The other day I had my passport photo taken, retaken and retaken again. You see there cannot be a hint of a smile, and for some reason, even though my pearly whites were securely hidden, something was causing my photo to be rejected time after time. If it hadn’t been for my son’s photos on the exact same camera, with the exact same ‘passport photo technology’ on the very first occasion being so readily accepted with a blazing green computer tick, I would have assumed there was something wrong with the camera, or the associated technology.
With the camera lens directed towards me, it was very difficult to resist the automated temptation to smile, and even though I was not consciously smiling back at the camera, I did feel that my eyes, like a gentle hum, were slightly smiling. It was something that I had hoped to conceal, as those mug shots are so unappealing, but there was no tricking this technology. Bemused by this I could not help feeling that, in the search for my true identity, the computer assessed these mug shots and said. ‘No, that just does not look like her’. In the end I acquiesced and did as I was instructed to do, draining the smile from every aspect of my face until finally I was rewarded with the photo that was expected; dull, lifeless, functional.
Smiling to me is the essence of love, humanity and compassion. There is nothing richer than walking down the street, sharing a smile with a passerby and in turn being rewarded with a full-bodied smile. It’s such a giving thing to do, yet takes so little effort. Smiles are effervescently loaded with boundless joy, pepping up all those that come into contact with one, providing happiness-inspired fuel to pass onto the next person making our day, and hopefully theirs, just that little bit more joyful. It’s such an open and selfless act and I often ponder how the world could be transformed, with random acts of conscious smiling. As part of a bid to improve community connectedness, a few years ago the Maribyrnong Police department ran an innovative smile campaign to astounding success. Whilst more recently at an Association for Applied Therapeutic Humor Conference in San Diego last year, one of the activities was a ‘Smile Squad’, where a group of slightly mad and far too happy people, carted swags of cardboard cutout smiles on sticks, and loaded themselves with supplies of smiley faced sweets to hand out. You probably have figured out by now that I was one of those slightly mad and far too happy people!

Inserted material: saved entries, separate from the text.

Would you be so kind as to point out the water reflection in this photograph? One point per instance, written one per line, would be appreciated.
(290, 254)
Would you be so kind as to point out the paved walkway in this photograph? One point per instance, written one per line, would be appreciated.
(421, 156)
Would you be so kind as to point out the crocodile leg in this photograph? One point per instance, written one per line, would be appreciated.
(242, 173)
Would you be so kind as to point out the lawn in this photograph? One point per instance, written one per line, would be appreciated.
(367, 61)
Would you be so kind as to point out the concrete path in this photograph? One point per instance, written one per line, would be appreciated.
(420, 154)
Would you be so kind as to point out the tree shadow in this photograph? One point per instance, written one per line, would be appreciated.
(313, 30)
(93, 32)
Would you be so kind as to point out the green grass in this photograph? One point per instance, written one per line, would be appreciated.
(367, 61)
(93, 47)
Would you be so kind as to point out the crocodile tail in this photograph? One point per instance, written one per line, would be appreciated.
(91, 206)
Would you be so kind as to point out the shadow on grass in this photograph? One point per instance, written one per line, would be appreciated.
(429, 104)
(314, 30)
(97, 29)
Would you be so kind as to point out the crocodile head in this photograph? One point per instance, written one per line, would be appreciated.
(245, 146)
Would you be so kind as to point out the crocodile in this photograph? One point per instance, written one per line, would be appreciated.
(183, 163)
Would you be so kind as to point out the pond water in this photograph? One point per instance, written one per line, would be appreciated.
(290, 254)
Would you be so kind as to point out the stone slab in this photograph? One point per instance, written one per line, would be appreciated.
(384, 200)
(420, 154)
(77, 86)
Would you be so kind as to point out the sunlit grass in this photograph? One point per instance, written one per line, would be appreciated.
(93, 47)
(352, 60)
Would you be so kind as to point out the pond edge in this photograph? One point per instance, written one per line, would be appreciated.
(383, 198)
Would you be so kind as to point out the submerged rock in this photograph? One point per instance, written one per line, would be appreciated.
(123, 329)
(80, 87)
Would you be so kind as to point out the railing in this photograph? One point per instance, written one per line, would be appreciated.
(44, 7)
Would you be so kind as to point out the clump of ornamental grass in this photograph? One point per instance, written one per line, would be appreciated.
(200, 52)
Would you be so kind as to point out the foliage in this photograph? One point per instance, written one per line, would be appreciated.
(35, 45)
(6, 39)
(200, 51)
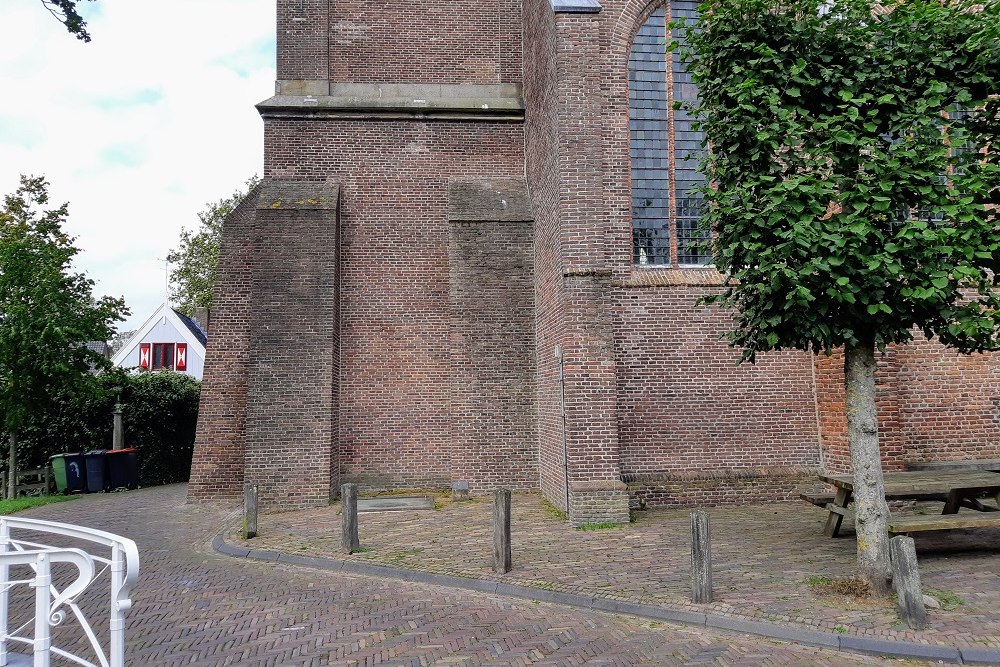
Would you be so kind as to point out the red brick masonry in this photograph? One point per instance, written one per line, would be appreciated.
(473, 170)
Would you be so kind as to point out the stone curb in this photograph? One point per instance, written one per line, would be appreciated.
(847, 643)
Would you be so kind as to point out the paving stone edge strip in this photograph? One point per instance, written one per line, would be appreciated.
(848, 643)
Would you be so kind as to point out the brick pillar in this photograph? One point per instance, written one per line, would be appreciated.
(492, 320)
(291, 424)
(596, 491)
(217, 467)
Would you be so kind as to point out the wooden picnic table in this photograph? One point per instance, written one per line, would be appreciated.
(956, 488)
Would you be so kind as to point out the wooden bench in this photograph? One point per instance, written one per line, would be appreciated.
(992, 465)
(928, 522)
(817, 499)
(33, 482)
(824, 499)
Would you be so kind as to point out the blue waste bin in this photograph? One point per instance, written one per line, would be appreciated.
(97, 470)
(76, 472)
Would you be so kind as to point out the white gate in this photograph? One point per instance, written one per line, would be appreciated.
(119, 558)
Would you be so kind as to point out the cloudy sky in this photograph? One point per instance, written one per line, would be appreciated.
(138, 129)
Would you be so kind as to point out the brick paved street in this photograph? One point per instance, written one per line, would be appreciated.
(195, 607)
(763, 559)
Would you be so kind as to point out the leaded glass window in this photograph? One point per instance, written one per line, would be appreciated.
(665, 149)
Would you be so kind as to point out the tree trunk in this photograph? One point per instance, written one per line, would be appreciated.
(12, 479)
(870, 510)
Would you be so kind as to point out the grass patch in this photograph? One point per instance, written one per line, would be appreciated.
(947, 599)
(851, 586)
(603, 525)
(18, 504)
(552, 509)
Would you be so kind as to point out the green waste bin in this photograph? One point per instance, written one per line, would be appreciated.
(58, 463)
(70, 472)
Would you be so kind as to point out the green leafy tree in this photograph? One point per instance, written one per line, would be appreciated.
(196, 259)
(851, 165)
(66, 13)
(47, 312)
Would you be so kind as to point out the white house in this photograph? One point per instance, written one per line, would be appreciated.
(169, 340)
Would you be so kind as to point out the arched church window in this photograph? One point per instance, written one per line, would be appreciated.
(664, 147)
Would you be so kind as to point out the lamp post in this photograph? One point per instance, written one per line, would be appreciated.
(118, 437)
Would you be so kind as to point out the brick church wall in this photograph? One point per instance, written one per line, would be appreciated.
(542, 170)
(303, 51)
(491, 294)
(396, 426)
(694, 426)
(424, 41)
(934, 404)
(217, 468)
(291, 424)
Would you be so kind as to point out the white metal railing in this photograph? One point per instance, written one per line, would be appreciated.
(122, 563)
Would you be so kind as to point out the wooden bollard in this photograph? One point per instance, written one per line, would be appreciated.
(501, 531)
(701, 558)
(249, 511)
(906, 581)
(349, 518)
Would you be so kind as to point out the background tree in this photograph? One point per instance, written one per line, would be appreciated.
(852, 160)
(47, 312)
(196, 259)
(66, 13)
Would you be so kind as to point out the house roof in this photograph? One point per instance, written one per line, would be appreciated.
(192, 326)
(99, 346)
(192, 333)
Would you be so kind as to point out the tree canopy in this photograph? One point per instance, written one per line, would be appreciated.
(48, 312)
(66, 13)
(196, 260)
(851, 171)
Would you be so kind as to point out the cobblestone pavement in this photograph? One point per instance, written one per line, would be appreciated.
(764, 560)
(195, 607)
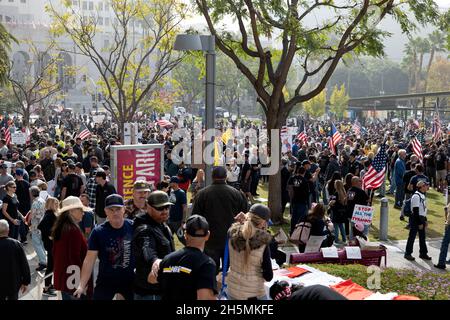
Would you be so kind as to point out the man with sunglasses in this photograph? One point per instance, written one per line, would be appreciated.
(152, 241)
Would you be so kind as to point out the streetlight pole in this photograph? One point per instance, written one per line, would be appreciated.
(205, 43)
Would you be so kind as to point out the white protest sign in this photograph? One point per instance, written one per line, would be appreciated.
(314, 243)
(363, 214)
(18, 138)
(330, 252)
(353, 252)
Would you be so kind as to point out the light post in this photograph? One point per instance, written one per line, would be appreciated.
(205, 43)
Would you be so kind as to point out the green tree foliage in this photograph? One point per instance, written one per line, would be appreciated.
(342, 27)
(134, 65)
(339, 101)
(6, 39)
(316, 106)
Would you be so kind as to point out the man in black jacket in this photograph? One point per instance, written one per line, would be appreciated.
(14, 268)
(152, 241)
(219, 203)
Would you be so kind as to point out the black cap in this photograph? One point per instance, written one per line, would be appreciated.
(197, 226)
(261, 211)
(305, 162)
(113, 200)
(159, 199)
(219, 173)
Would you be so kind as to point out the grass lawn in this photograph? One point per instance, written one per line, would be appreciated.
(396, 227)
(425, 285)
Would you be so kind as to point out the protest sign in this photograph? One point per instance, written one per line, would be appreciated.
(363, 214)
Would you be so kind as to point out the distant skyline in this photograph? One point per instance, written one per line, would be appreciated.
(394, 45)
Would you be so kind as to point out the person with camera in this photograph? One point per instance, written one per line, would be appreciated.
(418, 222)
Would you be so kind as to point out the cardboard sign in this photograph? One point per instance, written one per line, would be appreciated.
(363, 214)
(314, 244)
(330, 252)
(136, 162)
(353, 253)
(18, 138)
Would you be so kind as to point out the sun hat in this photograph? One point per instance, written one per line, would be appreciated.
(70, 203)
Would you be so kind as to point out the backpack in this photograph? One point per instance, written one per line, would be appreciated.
(301, 233)
(407, 210)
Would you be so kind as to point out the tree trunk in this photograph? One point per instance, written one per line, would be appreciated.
(26, 118)
(273, 122)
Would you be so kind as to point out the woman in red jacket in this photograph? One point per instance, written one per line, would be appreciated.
(69, 247)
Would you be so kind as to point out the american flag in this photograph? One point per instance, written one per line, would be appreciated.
(437, 132)
(356, 128)
(84, 132)
(302, 135)
(7, 136)
(417, 146)
(374, 177)
(335, 138)
(164, 123)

As one large smiley movement we waltzed down to the port area, smiling at as many people as we could, handing out paraphernalia to willing, and some not so willing people of all ages, ethnicity and financial means. Some distanced themselves from accepting both smiles and ‘fake smiles’, yet the vast majority embraced us, leaving us with a smile and buoyed mood. In the hour or so that we were on ‘smiley walkabout’ we met an array of people ranging from; policeman, tourists, homeless people, children with their families, protesters, all so different, yet with one shared smile, became a united force. Two smile exchanges were particularly memorable; one with two San Diego policemen who took time to put their arms around us for a cheesy grinned photo whilst patrolling a permanent fixture of protesters against US navy ship presence in San Diego. The other, was with a toothless homeless person, bearing a shoddy piece of wilted cardboard with the words written in looped scrawl; “My wife’s lawyer was better than mine”. The mood on the streets sweetly transformed to one more akin to a street festival or carnival. People stopped to have their photos taken with us, children skipped away with their smiley sweets; young lovers posed kissing each other with those delicious cardboard lips. On our way back to the hotel, on a happiness high and already in premature reminiscent mode, we were amazed at how many people that we had passed earlier in the day, excitedly waved at us and flung an array of genuine smiles our way.

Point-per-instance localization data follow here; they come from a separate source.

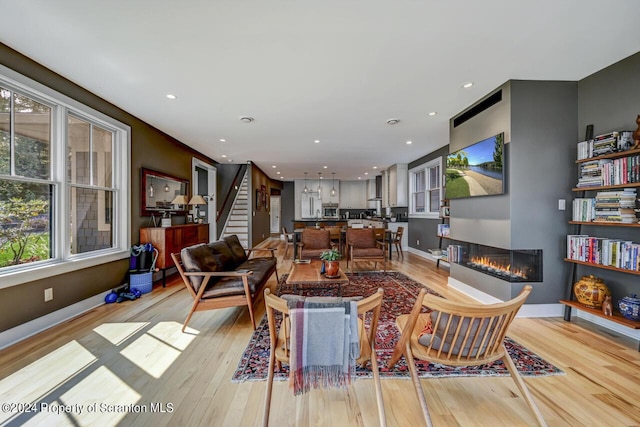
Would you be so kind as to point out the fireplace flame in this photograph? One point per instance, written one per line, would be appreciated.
(487, 263)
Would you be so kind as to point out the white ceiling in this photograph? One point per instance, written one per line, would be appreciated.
(333, 71)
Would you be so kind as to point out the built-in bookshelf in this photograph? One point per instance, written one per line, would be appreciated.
(443, 232)
(609, 173)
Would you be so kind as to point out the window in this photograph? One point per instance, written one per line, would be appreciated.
(64, 183)
(425, 189)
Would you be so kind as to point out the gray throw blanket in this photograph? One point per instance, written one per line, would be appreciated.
(324, 344)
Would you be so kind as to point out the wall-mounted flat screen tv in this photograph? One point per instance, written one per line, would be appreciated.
(477, 170)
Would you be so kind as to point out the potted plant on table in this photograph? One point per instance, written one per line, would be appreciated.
(331, 259)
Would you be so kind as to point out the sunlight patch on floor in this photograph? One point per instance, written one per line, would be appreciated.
(117, 333)
(153, 354)
(40, 378)
(171, 333)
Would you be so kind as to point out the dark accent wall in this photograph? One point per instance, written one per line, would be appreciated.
(260, 222)
(425, 229)
(538, 119)
(610, 101)
(150, 148)
(288, 205)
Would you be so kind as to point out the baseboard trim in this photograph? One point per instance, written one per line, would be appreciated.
(35, 326)
(612, 326)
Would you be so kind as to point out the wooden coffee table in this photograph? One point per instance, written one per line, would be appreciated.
(307, 276)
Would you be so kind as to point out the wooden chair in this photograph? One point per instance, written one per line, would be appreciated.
(461, 334)
(335, 234)
(397, 241)
(280, 352)
(363, 246)
(288, 237)
(313, 242)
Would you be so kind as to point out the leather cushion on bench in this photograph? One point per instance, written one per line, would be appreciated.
(214, 256)
(262, 269)
(237, 251)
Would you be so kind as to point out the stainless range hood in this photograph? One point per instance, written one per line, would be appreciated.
(378, 189)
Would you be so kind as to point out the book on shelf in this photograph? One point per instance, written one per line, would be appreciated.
(608, 143)
(623, 254)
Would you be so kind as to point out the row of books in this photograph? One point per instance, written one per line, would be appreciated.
(607, 206)
(607, 143)
(605, 172)
(454, 253)
(443, 230)
(602, 251)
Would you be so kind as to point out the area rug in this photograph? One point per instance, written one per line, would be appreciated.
(400, 293)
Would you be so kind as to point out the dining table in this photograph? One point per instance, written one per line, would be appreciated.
(297, 237)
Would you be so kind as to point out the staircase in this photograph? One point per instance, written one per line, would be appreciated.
(238, 221)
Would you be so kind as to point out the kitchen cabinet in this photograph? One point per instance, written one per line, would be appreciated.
(353, 195)
(398, 176)
(310, 205)
(404, 242)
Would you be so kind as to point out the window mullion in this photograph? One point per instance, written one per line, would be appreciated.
(12, 132)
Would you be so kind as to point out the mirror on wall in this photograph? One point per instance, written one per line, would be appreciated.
(162, 193)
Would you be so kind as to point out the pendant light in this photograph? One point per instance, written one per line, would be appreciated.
(333, 183)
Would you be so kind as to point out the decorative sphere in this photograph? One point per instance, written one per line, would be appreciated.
(111, 297)
(630, 307)
(591, 291)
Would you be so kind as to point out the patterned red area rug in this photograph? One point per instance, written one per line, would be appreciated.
(400, 294)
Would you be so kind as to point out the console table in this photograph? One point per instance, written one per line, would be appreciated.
(168, 240)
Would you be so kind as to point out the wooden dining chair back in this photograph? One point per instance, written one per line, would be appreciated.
(397, 241)
(459, 334)
(362, 245)
(279, 336)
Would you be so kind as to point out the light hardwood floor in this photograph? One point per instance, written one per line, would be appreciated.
(134, 354)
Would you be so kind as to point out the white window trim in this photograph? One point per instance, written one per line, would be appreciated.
(63, 263)
(424, 167)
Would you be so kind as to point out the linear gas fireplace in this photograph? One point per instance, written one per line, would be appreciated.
(511, 265)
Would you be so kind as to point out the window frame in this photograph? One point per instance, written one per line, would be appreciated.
(425, 167)
(62, 260)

Smiles are such a powerful force and I am so grateful that I live in Melbourne, where on the whole smiles are given and accepted freely and willingly. One can never play down the effect that a smile may have on someone’s day. Who knows, it might be the only smile that they have received today, yesterday, maybe in a week, or even sadder, even longer than that. A smile inherently says I acknowledge you, and all is well with the world, and when it is reciprocated and shared, for a momentary lapse of time, a bridge is constructed joining two people together in perpetuity. So don’t waste opportunities to spread the joy that is so perfectly encapsulated in a smile. Go forth and smile.